The Youth Are Already At The Table

Perhaps the most striking intervention came from UNICEF’s Obinna Uche, standing in for the agency’s Nigeria Chief. He pointed to a National Youth Summit held roughly three weeks earlier, where young Nigerians examined NDC 3.0 directly and identified five concrete actions for their own.

Group photograph of the Honourable Minister of Water Resources and Sanitation, Engr. Prof. Joseph Terlumun Utsev, FNSE, alongside regional ministers, technical experts, and development partners, during the opening session of the Western Africa Sub-Regional Ministerial and Technical Advisory Committee (TAC) Consultation on the First Implementation Plan (2026–2033) of the Africa Water Vision 2063, held in Abuja today April 21, 2026, where stakeholders convened to advance coordinated strategies for water security, sustainable sanitation, and climate-resilient development across West Africa.

His framing cut through some of the day’s formality: integrating WASH into Nigeria’s climate commitments, he said, is not a box-ticking exercise.
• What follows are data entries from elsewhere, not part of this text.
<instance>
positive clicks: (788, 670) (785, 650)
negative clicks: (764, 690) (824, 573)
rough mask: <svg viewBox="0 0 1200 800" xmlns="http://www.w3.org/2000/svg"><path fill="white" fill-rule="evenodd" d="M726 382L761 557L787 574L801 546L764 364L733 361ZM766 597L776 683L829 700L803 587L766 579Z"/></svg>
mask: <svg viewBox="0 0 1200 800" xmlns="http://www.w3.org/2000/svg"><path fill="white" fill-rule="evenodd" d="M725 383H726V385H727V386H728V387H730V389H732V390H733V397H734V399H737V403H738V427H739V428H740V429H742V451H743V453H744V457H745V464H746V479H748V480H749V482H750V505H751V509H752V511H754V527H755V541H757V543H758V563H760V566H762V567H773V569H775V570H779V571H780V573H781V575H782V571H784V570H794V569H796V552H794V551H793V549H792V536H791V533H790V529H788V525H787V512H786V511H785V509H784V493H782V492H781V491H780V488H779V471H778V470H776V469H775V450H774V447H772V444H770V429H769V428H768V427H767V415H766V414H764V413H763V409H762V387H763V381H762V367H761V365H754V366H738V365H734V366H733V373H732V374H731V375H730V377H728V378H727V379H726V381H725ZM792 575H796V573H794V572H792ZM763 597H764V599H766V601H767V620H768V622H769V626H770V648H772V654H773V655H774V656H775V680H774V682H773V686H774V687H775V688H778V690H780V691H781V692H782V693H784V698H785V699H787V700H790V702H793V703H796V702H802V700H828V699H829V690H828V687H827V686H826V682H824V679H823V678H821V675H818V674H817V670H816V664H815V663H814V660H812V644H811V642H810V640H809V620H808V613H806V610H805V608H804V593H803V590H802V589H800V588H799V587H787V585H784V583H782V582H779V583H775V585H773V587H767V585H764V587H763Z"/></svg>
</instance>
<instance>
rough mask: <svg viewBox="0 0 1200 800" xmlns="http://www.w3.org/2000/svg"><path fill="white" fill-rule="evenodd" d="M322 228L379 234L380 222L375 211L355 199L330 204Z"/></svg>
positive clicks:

It is about protecting public health, safeguarding the livelihoods of the country’s most vulnerable people, and easing a burden that falls disproportionately on women and girls, who bear the brunt of water scarcity, and unsafe sanitation in households and communities across the country.

Uche pointed to the growing network of Young Climate Councils spreading across Abuja and other parts of Nigeria as evidence that the next generation isn’t waiting to be invited into these conversations, it is already building toward climate-smart communities from the ground up.

Beyond The Communique

What distinguished this year’s conference from a routine policy talk shop was the specificity of its ask: not simple to acknowledge that WASH matters to climate adaptation, but to have that recognition written into NDC 3.0 itself, the document that will shape how Nigeria allocates climate finance, sets adaptation targets, and report its progress to the international community for years to come.

Whether that translates into pipes laid, boreholes drilled, and toilets built in the communities most exposed to flood and drought will be the real test. For now, the message from Abuja was unambiguous: in Nigeria’s climate story, water is not a footnote. It is the frontline.